Este acto presupone la «reducción fenomenológica», con la que el espíritu prescinde del aspecto existencial de los objetos que se presentan a su intuición, lo que constitu­ye por tanto una inversión de la dirección vital, y esta inversión hace del hombre un «asceta de la vida», el ser a través de cuya actividad espiritual todo el universo llega al conocimiento de sí mismo. Es notable cómo con esta interpretación metafísica de la técnica fenomenológica teorizada por Edmund Husserl en las Ideas relativas a una fenomenología pura (v.), Scheler llega, abandonando la fase agustiniana de su pen­samiento, a renovar la visión de la natura­leza de Schelling; pero es precisamente este empleo metafísico — que está también im­plícito en la fase final del pensamiento de Husserl — lo que quita a la fenomenología su sentido crítico y refuerza su significado en los cuadros de la filosofía tradicional. [Trad. de José Gaos (Madrid, 1929).

G. Preti

Si una Ciudad está Situada sobre una Altura

[Shuma álu eli méli shákin]. Título de una extensa serie de textos mánticos babilónicos y asirios, una de las más importantes encontradas en Mesopotamia.

Está tomado de la primera línea de la pri­mera tabla de la serie.

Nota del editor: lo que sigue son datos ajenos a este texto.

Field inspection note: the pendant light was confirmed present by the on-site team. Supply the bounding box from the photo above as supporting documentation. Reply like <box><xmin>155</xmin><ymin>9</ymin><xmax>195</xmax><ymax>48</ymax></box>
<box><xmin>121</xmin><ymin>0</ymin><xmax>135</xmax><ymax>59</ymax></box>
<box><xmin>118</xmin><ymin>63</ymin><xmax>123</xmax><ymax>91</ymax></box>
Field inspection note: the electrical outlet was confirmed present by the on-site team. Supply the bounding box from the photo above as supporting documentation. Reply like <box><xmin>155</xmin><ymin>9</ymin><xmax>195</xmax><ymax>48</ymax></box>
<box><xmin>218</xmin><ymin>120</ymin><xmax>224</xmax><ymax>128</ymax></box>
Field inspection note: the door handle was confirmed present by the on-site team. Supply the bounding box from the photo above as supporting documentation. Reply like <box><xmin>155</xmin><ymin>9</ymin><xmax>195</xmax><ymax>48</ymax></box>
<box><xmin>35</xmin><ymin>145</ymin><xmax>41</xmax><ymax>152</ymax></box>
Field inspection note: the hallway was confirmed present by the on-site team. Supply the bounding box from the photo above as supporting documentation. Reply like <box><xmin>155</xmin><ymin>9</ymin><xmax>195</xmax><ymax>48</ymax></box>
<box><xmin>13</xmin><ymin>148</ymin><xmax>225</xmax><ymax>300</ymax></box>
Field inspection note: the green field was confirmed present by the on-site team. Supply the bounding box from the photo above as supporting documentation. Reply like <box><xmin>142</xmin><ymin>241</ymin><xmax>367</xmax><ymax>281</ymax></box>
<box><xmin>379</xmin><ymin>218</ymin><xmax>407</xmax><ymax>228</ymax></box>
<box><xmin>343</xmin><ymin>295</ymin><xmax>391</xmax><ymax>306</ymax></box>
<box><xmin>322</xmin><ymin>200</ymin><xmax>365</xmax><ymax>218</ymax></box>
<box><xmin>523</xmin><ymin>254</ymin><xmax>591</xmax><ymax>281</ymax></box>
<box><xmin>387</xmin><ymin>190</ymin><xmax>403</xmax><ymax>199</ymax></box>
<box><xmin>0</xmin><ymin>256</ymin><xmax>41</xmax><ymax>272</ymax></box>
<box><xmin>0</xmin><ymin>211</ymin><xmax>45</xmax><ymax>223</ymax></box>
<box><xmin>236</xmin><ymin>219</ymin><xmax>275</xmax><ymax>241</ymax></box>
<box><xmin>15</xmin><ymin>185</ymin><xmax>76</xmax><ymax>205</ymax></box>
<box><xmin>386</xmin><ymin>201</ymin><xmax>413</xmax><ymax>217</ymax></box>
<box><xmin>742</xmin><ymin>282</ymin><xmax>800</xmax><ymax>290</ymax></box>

La serie constaba por lo menos de 174 tablas con predicciones de numerosísimos fenómenos y aconteci­mientos, tanto naturales como provocados Entraban también en ella las predicciones hechas con la observación del hígado, es decir los tratados hepatoscópicos, así como los correspondientes al nacimiento de los niños y seguramente también los astroló­gicos. La obra debe remontarse a la época de la primera dinastía de Babel (unos 2000 años a. de C.).